Government in disarray as housing benefit row continues

Thursday, 28 October 2010 4:47 PM

By Ian Dunt

The increasingly bitter row over housing benefit reform hits the Commons today, just as it caused significant splits in the Tory party.

David Cameron and Boris Johnson, the two most recognisable Conservatives in the country, entered into a bitter war of words today, after the London mayor branded the policy "Kosovo-style social cleansing".

He told the BBC: "The last thing we want to have in our city is a situation such as Paris where the less well-off are pushed out to the suburbs.

"I'll emphatically resist any attempt to recreate a London where the rich and poor cannot live together.

"We will not see and we will not accept any kind of Kosovo-style social cleansing of London," he continued.

"On my watch, you are not going to see thousands of families evicted from the place where they have been living and have put down roots."

The prime minister's spokesman quickly said he did not agree with what Mr Johnson said "nor the way he said it".

Business secretary Vince Cable accused Mr Johnson of using "inflammatory language that would help no-one".

By the afternoon, Mr Johnson has furiously rowed back on his original statements, insisting that he was taken out of context.

"I do not agree with the wild accusations from defenders of the current system that reforms will lead to social cleansing," Mr Johnson said.

The use of the word 'cleansing' was significant, after deputy prime minister Nick Clegg reacted so angrily to it on Tuesday when it was employed by shadow justice minister Chris Bryant.

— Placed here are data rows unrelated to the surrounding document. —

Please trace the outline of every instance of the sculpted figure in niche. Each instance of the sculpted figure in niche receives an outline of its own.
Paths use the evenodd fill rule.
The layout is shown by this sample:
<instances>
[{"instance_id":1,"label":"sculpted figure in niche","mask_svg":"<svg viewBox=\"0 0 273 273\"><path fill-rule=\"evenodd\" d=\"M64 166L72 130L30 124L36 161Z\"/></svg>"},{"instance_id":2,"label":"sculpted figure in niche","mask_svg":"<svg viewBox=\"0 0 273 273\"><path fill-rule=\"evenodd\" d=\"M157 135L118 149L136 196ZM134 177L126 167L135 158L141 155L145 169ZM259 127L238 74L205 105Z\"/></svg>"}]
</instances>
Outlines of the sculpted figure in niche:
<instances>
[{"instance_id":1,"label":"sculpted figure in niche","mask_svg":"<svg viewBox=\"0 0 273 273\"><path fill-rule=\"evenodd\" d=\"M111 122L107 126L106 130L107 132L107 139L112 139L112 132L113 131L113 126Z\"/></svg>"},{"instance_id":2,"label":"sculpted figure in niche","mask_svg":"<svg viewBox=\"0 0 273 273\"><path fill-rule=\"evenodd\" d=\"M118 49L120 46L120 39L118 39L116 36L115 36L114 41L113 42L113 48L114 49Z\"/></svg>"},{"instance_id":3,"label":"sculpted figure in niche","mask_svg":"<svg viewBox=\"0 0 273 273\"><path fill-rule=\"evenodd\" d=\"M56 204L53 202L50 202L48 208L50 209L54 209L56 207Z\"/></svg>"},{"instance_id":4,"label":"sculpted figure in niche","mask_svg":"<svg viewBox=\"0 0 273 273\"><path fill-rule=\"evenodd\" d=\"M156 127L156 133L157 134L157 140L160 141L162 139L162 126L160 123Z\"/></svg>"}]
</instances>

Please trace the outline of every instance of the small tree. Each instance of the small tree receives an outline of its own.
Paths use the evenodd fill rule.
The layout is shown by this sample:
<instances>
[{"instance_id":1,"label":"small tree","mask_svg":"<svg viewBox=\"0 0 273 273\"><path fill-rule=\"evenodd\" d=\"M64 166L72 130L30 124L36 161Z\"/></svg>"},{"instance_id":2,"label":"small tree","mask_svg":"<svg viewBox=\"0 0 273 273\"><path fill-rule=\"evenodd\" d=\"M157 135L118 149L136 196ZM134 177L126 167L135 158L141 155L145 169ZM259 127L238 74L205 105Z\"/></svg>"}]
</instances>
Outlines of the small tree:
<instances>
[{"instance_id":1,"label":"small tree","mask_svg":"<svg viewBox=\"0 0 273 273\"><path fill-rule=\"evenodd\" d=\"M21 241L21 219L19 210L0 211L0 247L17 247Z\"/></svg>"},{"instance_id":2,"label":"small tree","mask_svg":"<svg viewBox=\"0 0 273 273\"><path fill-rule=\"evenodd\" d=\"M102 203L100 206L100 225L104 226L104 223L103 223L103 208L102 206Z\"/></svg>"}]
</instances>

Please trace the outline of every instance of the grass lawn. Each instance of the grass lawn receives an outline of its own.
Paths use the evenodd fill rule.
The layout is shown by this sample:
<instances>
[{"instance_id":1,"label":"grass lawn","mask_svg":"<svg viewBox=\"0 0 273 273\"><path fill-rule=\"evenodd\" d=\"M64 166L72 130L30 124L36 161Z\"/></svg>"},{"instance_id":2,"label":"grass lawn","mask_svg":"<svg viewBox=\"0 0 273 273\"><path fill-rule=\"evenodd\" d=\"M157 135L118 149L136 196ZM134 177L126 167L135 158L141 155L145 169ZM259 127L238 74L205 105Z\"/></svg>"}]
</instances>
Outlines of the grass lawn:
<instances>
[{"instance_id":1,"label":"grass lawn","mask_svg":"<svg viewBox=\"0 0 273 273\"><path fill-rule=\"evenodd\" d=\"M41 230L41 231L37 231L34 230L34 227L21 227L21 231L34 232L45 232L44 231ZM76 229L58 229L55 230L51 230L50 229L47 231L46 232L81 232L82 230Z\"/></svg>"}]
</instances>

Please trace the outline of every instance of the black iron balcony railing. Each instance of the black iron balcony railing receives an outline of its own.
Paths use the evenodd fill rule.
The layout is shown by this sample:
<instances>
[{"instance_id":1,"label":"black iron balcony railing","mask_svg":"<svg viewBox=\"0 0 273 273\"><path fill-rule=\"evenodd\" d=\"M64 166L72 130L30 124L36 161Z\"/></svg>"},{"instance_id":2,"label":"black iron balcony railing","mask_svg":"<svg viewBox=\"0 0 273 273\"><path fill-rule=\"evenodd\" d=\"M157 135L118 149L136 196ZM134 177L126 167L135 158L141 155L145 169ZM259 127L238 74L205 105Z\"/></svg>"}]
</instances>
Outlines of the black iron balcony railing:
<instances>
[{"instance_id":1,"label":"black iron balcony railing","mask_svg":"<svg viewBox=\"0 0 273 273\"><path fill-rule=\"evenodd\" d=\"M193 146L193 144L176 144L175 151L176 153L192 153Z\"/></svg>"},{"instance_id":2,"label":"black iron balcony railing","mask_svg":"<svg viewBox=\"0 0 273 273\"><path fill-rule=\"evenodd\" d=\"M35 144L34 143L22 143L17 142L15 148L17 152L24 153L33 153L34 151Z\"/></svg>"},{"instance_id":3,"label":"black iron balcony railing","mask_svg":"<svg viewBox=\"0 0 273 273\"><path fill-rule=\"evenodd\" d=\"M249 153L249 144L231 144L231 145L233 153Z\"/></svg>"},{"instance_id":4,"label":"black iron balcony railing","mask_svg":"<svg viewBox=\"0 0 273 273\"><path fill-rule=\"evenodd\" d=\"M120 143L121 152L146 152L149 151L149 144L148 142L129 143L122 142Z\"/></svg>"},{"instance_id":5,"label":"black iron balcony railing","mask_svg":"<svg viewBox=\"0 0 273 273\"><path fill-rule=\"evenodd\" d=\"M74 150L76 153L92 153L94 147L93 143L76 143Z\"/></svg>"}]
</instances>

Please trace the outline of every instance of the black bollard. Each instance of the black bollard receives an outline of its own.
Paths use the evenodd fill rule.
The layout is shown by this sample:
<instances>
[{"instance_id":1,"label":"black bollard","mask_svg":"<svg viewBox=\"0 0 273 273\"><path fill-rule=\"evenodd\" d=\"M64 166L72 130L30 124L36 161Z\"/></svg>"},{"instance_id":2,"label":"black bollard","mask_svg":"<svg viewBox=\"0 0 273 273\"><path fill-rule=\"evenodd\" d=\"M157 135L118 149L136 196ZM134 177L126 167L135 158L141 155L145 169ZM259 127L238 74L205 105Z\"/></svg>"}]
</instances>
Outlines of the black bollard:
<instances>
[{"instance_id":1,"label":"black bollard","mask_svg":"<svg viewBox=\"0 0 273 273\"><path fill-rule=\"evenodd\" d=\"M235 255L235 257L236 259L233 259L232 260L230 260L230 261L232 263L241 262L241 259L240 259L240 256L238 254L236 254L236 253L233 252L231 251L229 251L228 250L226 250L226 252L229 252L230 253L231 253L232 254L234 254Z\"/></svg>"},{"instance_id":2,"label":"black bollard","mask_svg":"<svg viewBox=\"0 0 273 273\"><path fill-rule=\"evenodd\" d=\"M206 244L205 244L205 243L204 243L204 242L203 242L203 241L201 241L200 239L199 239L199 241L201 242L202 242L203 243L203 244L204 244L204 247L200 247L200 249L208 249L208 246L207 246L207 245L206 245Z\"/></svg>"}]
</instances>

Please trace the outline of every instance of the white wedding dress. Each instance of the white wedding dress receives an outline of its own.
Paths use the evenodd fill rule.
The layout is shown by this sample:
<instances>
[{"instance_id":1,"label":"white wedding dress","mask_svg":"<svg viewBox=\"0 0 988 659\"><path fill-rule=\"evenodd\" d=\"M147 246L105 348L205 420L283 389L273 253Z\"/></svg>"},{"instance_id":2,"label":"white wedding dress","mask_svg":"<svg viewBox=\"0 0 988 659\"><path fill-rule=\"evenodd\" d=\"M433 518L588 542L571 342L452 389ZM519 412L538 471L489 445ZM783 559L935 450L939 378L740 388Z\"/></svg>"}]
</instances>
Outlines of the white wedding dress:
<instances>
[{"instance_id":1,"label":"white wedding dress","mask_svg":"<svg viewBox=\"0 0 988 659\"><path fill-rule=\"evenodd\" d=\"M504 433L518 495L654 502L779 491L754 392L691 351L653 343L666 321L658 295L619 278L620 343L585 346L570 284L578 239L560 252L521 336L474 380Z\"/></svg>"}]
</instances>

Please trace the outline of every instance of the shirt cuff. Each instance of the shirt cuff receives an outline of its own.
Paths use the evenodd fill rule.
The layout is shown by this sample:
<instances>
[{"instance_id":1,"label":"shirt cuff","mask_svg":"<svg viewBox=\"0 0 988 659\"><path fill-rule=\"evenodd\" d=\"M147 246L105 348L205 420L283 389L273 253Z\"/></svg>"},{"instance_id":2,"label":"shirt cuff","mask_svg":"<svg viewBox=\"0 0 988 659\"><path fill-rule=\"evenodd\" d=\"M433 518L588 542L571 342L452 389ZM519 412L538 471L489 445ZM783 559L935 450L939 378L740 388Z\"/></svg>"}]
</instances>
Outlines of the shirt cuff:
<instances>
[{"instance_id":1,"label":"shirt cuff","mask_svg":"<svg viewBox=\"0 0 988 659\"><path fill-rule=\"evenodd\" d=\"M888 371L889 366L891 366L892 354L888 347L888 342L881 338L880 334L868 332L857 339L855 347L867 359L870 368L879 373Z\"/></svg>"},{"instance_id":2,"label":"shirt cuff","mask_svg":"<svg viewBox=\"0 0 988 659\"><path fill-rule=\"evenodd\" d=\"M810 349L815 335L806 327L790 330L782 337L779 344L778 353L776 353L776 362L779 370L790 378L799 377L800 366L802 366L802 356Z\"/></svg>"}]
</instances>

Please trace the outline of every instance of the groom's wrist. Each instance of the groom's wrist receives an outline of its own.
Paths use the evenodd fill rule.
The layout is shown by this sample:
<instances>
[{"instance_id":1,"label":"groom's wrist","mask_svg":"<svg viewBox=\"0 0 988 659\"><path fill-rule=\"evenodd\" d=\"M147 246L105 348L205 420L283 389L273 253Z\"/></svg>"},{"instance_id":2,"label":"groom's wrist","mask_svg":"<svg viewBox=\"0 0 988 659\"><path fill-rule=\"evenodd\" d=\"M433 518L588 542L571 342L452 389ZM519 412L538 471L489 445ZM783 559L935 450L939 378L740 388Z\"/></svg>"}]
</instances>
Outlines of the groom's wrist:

"To refer to cleansing would be deeply offensive to people who have witnessed ethnic cleansing in other parts of the world," he said.

Meanwhile, Ed Miliband issued a plea to dissenting Liberal Democrats to join the opposition in voting down the measure later, in a sign that Labour believes the issue is serious enough to prompt a fracture in the coalition.

"They are honourable people," he told the Mirror.

"They are in politics for the right reasons. I hope they will vote with their consciences when it comes to issues like housing benefit.

"They [the government] are cutting the housing benefit of poor people in an unjustified way, they are going to potentially make people lose their homes. That is not what they came into politics for. I hope they will vote with their consciences."

Meanwhile, shadow work and pensions secretary Douglas Alexander was meeting housing associations and charities to establish how to progress with the issue.

The plan would impose a £400-a-week cap on housing benefit for four-bedroom homes and cut the benefit by ten per cent if the claimant had been out of work for over a year.

The government says it is unfair to ask taxpayers to subsidise the rent on homes in areas they cannot afford to live in themselves.

But critics say the move could affect tens of thousands of people in the inner cities, where rents are disproportionately high, including several working families who would be forced to move their children from school and break their connections to their area.

Tensions in the government do not just come from Lib Dem backbenchers. Tory MPs with London constituencies are wary of what the move would do to their constituents.

London has been at the centre of the row because suitable accommodation below the level of the cap will be difficult to find. Analysts expect up to 82,000 people to be evicted from their homes if the move is implemented in the capital.

Speaking on the Today programme this morning, housing minister Grant Shapps admitted there would be problems but he insisted that some of figures being floated around were not accurate.

"I don't deny that some people may well need to move," he conceded.

"Not tens of thousands. The impact assessment says there are about 17,000 people in London whom the cap would affect. Rather than some of the catastrophic predictions that have been made, what's much more likely is that rents will start to fall.

"We think this is a matter of fairness. People on housing benefit shouldn't be put in a position that is better than those who may be working and paying 100% of their rent themselves."

The government's room to manoeuvre on the issue was drastically reduced yesterday when the prime minister appeared to commit himself to the current plans in a stormy PMQs session.

Pressured by Mr Miliband on whether he would consider adapting elements of the policy, Mr Cameron replied: "We are bringing forward our plans for housing benefit reform.

"We are going forward with all the proposals we put in the spending review."

Mr Miliband replied: "The whole House will have heard the prime minister has dug himself in."